# New Guitar



## Tarl (Feb 4, 2006)

Bought myself an Art & Lutherie cedar CW today. What a great playing and sounding guitar for the money ($349). I,m more of an electric guy but I wanted an inexpensive acoustic with a pick up for a couple of tunes we do in the band and to have for just plunking around on. Sounded great through my Cube 60 on the JC clean side. I,ll try it out through our PA tonight at practice. Another nice Godin family product....


----------



## bagpipe (Sep 19, 2006)

All of those acoustics which are made as part of the Godin "family" (Art & Lutherie, Simon & Patrick, Seagull, Norman) are great guitars.
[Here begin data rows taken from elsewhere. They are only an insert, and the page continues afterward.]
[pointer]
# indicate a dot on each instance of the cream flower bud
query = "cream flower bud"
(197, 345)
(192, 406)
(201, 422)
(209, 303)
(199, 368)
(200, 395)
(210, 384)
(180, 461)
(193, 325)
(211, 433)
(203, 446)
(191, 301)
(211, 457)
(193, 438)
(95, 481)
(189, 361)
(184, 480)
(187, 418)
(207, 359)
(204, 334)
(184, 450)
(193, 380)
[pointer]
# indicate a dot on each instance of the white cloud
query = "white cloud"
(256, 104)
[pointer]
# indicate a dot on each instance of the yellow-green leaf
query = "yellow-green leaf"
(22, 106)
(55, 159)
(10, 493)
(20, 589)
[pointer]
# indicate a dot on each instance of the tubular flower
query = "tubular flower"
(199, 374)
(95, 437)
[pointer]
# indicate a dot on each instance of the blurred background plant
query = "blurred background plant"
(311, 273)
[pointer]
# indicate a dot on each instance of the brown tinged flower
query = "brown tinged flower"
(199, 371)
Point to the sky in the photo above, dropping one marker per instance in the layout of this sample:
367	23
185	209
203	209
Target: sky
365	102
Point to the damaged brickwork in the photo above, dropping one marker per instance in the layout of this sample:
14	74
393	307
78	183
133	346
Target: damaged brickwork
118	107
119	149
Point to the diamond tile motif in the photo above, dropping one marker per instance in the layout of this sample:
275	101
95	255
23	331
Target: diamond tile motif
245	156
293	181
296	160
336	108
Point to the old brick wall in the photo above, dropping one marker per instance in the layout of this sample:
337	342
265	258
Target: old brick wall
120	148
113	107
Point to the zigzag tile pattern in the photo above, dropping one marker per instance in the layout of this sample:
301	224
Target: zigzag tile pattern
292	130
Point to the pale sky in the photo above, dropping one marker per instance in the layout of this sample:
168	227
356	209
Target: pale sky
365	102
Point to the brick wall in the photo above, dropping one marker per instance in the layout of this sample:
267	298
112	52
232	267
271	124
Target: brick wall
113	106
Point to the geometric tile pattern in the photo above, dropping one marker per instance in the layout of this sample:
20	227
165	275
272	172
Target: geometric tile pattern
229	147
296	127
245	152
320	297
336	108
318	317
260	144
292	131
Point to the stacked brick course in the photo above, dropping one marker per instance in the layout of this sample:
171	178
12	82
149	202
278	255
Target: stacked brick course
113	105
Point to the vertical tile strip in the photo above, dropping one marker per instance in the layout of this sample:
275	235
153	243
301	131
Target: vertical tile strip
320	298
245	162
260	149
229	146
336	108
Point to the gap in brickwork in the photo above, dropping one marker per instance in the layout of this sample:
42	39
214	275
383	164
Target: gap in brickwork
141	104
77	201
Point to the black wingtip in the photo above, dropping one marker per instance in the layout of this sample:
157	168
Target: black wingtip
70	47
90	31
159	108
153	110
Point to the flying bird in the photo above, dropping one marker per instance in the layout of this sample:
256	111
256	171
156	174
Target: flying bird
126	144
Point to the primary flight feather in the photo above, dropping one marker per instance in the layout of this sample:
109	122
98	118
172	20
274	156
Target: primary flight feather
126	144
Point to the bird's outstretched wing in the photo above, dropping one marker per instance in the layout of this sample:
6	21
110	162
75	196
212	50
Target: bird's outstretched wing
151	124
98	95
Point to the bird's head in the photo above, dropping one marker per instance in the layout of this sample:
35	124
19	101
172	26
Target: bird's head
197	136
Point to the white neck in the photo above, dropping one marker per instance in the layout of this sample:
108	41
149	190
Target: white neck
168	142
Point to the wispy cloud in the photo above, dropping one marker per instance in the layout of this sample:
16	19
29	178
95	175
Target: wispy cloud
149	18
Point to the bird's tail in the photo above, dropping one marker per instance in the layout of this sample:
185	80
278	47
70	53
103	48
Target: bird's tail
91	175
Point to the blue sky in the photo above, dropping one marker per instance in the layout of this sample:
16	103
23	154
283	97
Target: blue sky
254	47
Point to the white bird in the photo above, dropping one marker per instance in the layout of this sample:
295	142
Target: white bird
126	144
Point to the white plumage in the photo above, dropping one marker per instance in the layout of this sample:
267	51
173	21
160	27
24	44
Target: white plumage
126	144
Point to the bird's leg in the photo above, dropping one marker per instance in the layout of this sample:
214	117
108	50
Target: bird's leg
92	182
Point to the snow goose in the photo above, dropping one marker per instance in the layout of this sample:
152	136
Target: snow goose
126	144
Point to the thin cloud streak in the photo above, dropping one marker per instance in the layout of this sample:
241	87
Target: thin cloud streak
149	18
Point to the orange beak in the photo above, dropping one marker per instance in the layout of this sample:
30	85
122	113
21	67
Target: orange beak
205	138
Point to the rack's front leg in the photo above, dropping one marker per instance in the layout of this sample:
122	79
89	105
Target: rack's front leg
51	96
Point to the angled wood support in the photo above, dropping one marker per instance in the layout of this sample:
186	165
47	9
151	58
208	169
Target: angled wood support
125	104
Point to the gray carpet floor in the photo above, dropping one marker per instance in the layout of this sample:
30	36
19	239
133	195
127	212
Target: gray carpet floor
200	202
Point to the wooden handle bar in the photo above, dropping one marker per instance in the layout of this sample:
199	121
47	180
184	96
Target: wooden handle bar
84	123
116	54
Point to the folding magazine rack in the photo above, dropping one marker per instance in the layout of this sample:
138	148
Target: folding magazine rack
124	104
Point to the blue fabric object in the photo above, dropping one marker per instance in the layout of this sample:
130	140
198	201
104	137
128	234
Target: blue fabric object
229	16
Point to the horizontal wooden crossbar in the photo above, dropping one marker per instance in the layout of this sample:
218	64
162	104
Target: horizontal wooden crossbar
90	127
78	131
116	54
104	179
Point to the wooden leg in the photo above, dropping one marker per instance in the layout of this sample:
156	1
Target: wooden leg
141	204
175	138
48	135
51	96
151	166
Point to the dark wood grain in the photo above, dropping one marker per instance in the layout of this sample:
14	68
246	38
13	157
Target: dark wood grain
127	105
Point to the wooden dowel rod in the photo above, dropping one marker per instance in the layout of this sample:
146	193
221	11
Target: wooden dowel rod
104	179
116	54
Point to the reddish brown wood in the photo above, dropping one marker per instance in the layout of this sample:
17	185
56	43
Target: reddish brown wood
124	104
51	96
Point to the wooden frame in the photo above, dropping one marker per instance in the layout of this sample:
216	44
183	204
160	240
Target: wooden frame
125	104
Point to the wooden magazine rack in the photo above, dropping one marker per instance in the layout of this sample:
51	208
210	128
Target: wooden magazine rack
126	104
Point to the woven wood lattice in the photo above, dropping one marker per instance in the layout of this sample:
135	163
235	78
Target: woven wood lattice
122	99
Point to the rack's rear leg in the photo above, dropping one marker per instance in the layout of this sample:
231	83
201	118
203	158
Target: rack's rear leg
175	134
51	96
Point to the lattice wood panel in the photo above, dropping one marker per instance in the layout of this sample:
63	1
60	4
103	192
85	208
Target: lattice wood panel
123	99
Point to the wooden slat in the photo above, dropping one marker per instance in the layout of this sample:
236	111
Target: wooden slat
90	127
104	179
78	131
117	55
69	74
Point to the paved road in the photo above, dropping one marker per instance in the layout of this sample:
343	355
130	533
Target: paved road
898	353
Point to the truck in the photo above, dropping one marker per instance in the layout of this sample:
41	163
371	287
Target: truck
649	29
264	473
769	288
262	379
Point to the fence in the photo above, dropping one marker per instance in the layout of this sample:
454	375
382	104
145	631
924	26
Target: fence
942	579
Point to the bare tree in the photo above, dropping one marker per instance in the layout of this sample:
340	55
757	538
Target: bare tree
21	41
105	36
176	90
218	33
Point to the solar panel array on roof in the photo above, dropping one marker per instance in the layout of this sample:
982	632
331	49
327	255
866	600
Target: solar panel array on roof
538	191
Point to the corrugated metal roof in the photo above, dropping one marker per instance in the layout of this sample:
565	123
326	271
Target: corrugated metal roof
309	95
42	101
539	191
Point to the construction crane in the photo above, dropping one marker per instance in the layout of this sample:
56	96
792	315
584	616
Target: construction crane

I got a buddy of mine, who was new to guitar and looking for advice, to get a Simon & Patrick. Thats was years ago and he still loves it. You cant beat the bang for the buck when you compare them to Yamaha, Washburn, Fender etc.


----------



## Kenmac (Jan 24, 2007)

Congratulations Tarl, and Bagpipe I agree with you about the Godin "family". I bought a Simon and Patrick acoustic back in 1995 and I still play it today. It has a really sweet tone to it and it has a built in L.R. Baggs acoustic pickup with a 3 band E.Q. I tried recording with the pickup once but I didn't really care for it. A little too "zingy" sounding. When I do record with it again it'll be with a mic.


----------